Magazine Politique
Ségolène Royal régionalise au maximum sa campagne persuadée d'optimiser son score mais aussi à moyen terme de dissocier son image des élites parisiennes qui subissent actuellement un rejet notoire.
La mode est à la dénonciation du divorce entre les français et leurs élites. Le fossé qui les sépare est en effet particulièrement profond. Pourquoi ?
Dans la culture française, l'erreur est mal acceptée. Dans beaucoup d'autres pays, il en va différemment. L'erreur peut être perçue comme faisant partie de la vie, voire même un facteur de progrès.
En France, l'erreur est signe d'une faiblesse. C'est une déficience qui touche la personne dans son être, dans son statut social.
Ce refus d'intégrer l'erreur comme une composante de la vie conduit d'ailleurs à créer un climat très particulier de refus de culpabilité.
Les médias ont considérablement accentué ce climat en généralisant une ambiance globale du " à qui la faute ? ".
Le manque de professeurs dans les écoles, la faiblesse de crédits de recherche, tel ou tel mauvais résultat et la course aux erreurs est immédiatement engagée.
Parce que le refus de la reconnaissance de l'erreur est poussé à l'extrême, on en vient presque à légitimer le mensonge.
Dans une société qui désacralise l'erreur, le mensonge n'a pas sa place.
Mais dans une société qui interdit l'erreur, le mensonge peut devenir le moyen d'échapper au constat humiliant de l'erreur. C'est la justification de cet adage populaire " toutes les vérités ne sont pas bonnes à dire ".
Si aujourd'hui les citoyens sont coupés de leurs élites politiques, administratives ou économiques, c'est qu'ils ont la certitude que ces élites ont cumulé trop d'erreurs et trop de mensonges.
Trop d'erreurs, parce qu'elles n'ont pas été capables de suffisamment prévoir, d'engager les réformes pour sortir de la crise.
Trop de mensonges, parce que les élites se sont discréditées en refusant d'accepter leurs erreurs.
Ce cumul a cassé la confiance et le respect.
Il n'y aura donc d'évolution qu'en apportant une double correction :
- admettre le droit à l'erreur,
- pour enfin refuser le droit au mensonge.
Cet enjeu montre qu'il s'agit de bâtir une autre culture politique. Il ne peut plus être question de s'en remettre à une " élite providentielle " ayant réponse à tout.

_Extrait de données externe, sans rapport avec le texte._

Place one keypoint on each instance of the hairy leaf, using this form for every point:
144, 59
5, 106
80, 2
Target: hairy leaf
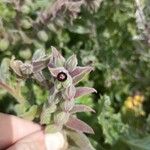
78, 125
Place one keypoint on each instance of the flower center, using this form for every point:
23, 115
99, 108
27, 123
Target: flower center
62, 76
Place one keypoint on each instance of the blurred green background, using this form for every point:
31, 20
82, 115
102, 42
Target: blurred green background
111, 35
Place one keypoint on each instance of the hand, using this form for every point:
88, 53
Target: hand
19, 134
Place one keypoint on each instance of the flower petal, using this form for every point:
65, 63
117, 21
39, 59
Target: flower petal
79, 73
70, 92
81, 91
55, 71
71, 63
81, 108
78, 125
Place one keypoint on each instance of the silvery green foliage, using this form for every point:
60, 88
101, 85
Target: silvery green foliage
142, 22
59, 111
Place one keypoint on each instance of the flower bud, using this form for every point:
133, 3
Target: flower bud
4, 44
71, 63
42, 35
67, 105
26, 69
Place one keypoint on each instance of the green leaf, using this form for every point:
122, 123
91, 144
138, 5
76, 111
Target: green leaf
138, 143
111, 122
31, 114
80, 140
4, 69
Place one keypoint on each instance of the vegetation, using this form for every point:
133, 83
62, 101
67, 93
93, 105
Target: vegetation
111, 36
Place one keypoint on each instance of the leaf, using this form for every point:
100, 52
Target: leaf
80, 29
52, 128
56, 58
71, 63
45, 117
79, 73
31, 114
110, 122
21, 108
39, 65
82, 91
80, 140
15, 66
78, 125
81, 108
138, 143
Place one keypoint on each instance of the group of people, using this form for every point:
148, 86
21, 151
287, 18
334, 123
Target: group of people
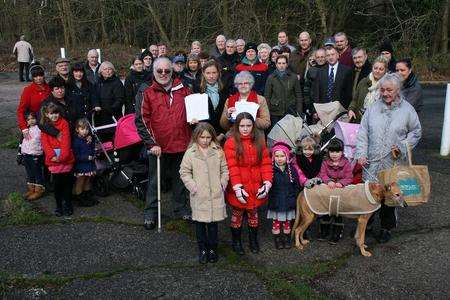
225, 159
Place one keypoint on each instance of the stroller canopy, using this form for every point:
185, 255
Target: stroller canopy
286, 130
347, 132
126, 132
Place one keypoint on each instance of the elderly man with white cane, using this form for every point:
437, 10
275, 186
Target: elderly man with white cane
162, 124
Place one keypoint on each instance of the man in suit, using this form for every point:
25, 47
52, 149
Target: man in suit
334, 81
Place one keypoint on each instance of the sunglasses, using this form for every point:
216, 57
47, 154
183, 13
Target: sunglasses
164, 71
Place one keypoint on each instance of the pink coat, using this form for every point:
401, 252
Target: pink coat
342, 173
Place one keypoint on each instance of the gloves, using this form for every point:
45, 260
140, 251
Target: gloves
310, 183
241, 194
264, 190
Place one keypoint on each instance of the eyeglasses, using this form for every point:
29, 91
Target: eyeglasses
164, 71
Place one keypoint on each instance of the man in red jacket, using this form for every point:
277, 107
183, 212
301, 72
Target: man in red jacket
162, 124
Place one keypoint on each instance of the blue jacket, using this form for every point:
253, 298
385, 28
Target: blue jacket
283, 194
82, 150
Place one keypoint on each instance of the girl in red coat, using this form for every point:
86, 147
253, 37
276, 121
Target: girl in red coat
336, 172
58, 157
250, 170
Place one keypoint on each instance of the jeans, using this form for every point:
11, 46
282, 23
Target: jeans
34, 166
24, 66
170, 165
63, 190
207, 235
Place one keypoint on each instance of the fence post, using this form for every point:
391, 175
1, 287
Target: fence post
445, 140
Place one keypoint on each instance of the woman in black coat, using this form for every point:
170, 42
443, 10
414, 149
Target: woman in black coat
217, 94
80, 93
133, 81
111, 97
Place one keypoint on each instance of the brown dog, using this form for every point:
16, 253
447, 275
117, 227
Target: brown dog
305, 216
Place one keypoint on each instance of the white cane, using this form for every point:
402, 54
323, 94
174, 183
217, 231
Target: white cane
158, 176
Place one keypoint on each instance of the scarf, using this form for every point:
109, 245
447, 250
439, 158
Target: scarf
213, 94
372, 91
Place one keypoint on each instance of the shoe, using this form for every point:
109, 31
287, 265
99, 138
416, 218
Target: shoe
58, 212
39, 191
236, 243
278, 241
384, 236
253, 239
30, 190
212, 256
149, 224
336, 233
203, 257
287, 241
324, 231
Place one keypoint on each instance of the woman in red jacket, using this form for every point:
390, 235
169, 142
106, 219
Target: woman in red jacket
250, 178
32, 97
58, 157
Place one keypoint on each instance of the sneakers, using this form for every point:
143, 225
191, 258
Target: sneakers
149, 224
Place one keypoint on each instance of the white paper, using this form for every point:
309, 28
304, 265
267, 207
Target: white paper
196, 107
245, 106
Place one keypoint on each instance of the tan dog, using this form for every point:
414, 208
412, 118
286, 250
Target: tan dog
305, 216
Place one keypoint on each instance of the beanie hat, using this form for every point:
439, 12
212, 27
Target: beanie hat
281, 146
251, 46
386, 46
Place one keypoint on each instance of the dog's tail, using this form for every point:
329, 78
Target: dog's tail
297, 214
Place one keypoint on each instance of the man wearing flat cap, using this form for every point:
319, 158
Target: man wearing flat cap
252, 64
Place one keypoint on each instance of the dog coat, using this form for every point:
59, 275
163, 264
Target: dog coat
351, 200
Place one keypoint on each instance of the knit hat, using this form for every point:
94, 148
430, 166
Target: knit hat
281, 146
251, 46
145, 53
386, 46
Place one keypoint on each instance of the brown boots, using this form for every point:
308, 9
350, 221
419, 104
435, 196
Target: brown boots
34, 192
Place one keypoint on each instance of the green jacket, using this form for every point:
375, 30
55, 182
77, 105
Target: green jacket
283, 94
361, 91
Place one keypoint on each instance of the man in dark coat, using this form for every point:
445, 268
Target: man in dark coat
334, 82
362, 66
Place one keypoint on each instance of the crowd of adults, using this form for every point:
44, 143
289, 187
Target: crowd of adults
283, 79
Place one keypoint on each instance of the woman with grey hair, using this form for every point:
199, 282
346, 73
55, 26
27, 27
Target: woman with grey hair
244, 82
388, 127
111, 94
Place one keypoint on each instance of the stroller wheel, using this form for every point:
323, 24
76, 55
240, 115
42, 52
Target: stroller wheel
101, 185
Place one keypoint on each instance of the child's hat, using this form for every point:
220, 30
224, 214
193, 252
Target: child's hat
281, 146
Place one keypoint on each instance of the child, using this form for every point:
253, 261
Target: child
250, 178
204, 172
283, 194
309, 162
84, 151
58, 157
33, 158
336, 172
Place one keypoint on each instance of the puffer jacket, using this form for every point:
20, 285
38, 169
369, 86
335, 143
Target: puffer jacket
206, 178
284, 192
247, 171
163, 115
283, 94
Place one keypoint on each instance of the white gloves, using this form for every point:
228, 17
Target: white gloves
264, 190
241, 194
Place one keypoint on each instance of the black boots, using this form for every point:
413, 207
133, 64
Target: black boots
253, 239
236, 241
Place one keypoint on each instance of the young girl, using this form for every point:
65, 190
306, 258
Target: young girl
309, 162
58, 157
336, 172
204, 172
250, 178
84, 151
33, 159
283, 195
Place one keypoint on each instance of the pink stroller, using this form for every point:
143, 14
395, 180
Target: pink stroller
120, 162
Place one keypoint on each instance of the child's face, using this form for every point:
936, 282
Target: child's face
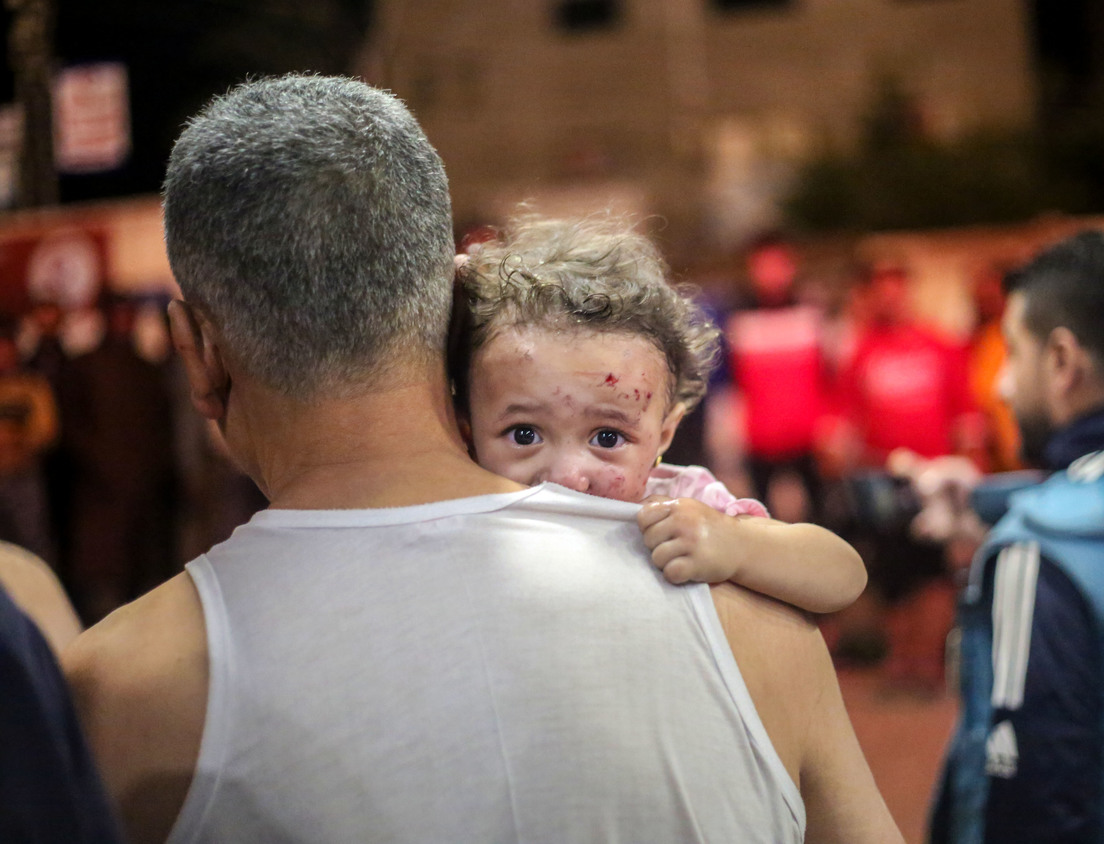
584, 410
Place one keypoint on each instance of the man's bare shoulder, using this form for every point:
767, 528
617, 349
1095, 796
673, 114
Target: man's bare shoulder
139, 682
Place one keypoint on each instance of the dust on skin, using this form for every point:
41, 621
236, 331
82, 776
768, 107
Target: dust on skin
535, 412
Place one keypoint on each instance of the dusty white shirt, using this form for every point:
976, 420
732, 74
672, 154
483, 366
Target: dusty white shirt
500, 668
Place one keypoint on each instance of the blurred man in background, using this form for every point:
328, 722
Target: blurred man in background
904, 387
1027, 761
28, 429
776, 367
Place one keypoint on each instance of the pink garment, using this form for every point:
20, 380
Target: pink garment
698, 483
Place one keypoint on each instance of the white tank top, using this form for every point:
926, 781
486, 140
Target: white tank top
492, 670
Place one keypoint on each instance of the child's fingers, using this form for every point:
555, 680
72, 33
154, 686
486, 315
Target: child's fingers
666, 552
653, 512
679, 570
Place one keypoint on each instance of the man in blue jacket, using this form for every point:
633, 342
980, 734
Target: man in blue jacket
1027, 761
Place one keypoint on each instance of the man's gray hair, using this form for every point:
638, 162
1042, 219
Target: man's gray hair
595, 273
309, 218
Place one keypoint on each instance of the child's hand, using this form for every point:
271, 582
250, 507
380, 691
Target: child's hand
689, 540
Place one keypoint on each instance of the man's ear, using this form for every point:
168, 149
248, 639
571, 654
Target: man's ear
670, 425
193, 338
1067, 361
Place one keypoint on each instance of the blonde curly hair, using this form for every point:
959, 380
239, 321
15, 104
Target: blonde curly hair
595, 273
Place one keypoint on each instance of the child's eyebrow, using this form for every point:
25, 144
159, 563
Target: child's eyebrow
522, 407
611, 414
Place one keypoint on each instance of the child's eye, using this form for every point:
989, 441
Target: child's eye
607, 439
523, 435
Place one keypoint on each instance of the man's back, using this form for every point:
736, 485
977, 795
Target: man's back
484, 673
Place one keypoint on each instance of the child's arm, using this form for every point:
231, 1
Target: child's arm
802, 565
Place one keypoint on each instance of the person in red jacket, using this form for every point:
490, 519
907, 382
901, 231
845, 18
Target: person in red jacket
905, 387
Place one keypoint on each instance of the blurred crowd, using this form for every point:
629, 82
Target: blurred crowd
105, 471
821, 400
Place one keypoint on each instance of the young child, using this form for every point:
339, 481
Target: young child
574, 362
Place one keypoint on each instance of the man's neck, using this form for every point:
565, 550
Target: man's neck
391, 447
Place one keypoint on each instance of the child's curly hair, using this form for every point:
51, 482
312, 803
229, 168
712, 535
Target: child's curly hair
593, 273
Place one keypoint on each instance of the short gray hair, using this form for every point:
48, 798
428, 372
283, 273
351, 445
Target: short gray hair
309, 217
594, 273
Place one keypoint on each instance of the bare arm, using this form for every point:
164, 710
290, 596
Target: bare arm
36, 591
139, 682
803, 565
788, 673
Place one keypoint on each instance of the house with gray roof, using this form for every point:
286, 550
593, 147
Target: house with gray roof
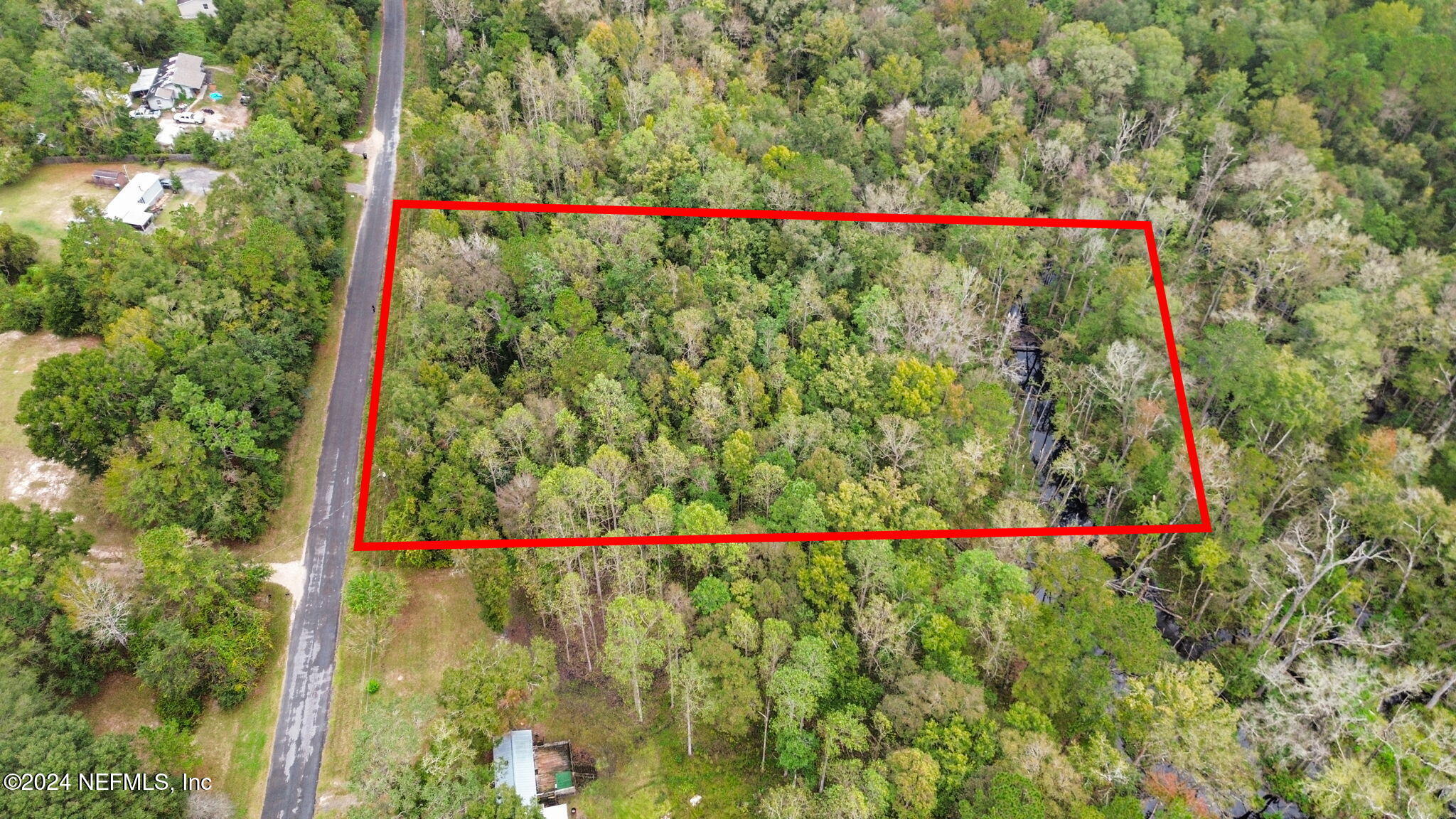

Bien au contraire, il importe d'évoluer vers davantage d'humilité, de transparence, d'écoute, de partage des décisions.
C'est une vraie " nouvelle morale " qui est nécessaire.
Sur quoi repose cette nouvelle morale :
- il faut dépasser les oppositions systématiques pour faciliter les passages et les rencontres de points de vues,
- il faut ouvrir les instances de direction aux profils les plus divers,
- il faut rompre avec l'autoritarisme aveugle qui refuse le compromis et qui repose en permanence sur une valorisation excessive de l'intérêt général en qualité d'abstraction.
La précarité ne devrait pas d'abord frapper les plus faibles mais les plus puissants. Les dirigeants, plus que tous les autres, doivent être contestés de façon permanente afin d'évincer les incapables ou les paresseux.
Sans cette instabilité permanente des élites, ces dernières se sclérosent, se protègent, se coupent de la " vraie vie " connue par le plus grand nombre et accélèrent leur chute.
Cette nouvelle mentalité est le principal défi des prochaines années. Elle ouvre un exercice différent du pouvoir.
Elle impose un contrôle différent du pouvoir.
Elle exige un exercice différent de la qualité de citoyen.
Cette nouvelle mentalité est celle qui inspire les discours de Ségolène Royal. Elle est probablement en train de réussir une conversion qui pourrait ouvrir de nouveaux espaces politiques après les régionales.
Le chemin sera étroit mais sa démarche est actuellement celle qui, par le terrain local, prend les distances les plus grandes avec les élites sans tomber dans le populisme inquiétant.